- IOC code: GEQ
- NOC: Olympic Committee of Equatorial Guinea

in Paris, France 26 July 2024 – 11 August 2024
- Competitors: 3 (2 men and 1 woman) in 2 sports
- Flag bearers (opening): Higinio Ndong & Sefora Ada Eto
- Flag bearer (closing): N/A
- Medals: Gold 0 Silver 0 Bronze 0 Total 0

Summer Olympics appearances (overview)
- 1984; 1988; 1992; 1996; 2000; 2004; 2008; 2012; 2016; 2020; 2024;

= Equatorial Guinea at the 2024 Summer Olympics =

Equatorial Guinea competed at the 2024 Summer Olympics in Paris from 26 July to 11 August 2024. It was the nation's eleventh consecutive appearance at the Summer Olympics.

==Competitors==
The following is the list of number of competitors in the Games.

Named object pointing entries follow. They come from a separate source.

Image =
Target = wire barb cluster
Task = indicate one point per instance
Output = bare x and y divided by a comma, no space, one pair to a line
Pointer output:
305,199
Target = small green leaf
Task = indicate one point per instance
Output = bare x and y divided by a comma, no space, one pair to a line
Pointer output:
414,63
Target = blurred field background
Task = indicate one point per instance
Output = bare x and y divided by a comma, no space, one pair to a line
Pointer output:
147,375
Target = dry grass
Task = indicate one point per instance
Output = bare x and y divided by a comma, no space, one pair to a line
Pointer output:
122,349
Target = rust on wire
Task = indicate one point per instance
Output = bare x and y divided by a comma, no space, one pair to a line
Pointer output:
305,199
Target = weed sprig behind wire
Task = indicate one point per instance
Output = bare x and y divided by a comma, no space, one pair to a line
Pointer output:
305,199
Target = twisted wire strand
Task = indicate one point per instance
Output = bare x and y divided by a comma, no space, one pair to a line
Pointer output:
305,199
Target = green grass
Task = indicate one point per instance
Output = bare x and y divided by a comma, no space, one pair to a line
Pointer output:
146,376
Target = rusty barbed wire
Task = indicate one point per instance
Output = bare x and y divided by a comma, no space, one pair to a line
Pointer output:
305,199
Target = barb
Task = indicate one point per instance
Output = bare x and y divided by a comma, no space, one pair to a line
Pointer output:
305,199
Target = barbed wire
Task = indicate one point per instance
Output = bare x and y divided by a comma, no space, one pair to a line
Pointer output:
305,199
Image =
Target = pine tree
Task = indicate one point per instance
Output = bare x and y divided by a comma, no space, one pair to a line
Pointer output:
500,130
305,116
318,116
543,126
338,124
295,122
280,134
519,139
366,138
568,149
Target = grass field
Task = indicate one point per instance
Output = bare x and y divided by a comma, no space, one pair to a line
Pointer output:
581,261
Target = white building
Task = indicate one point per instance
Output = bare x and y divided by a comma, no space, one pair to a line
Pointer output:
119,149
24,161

| Sport | Men | Women | Total |
|---|---|---|---|
| Athletics | 1 | 1 | 2 |
| Swimming | 1 | 0 | 1 |
| Total | 2 | 1 | 3 |

==Athletics==

Equatorial Guinea sent two sprinters to compete at the 2024 Summer Olympics.

- Track and events

| Athlete | Event | Preliminary |  | Heat |  | Semifinal |  | Final |  |
| Result | Rank | Result | Rank | Result | Rank | Result | Rank |
| Remigio Santander | Men's 100 m | 11.65 SB | 7 | Did not advance |  |  |  |  |  |
| Sefora Ada Eto | Women's 100 m | 13.63 PB | 7 | Did not advance |  |  |  |  |  |

==Swimming==

Equatorial Guinea received one universality quota spot.

| Athlete | Event | Heat |  | Semifinal |  | Final |  |
| Time | Rank | Time | Rank | Time | Rank |
| Higinio Ndong | Men's 50 m freestyle | 28.42 | 67 | Did not advance |  |  |  |

Qualifiers for the latter rounds (Q) of all events were decided on a time only basis, therefore positions shown are overall results versus competitors in all heats.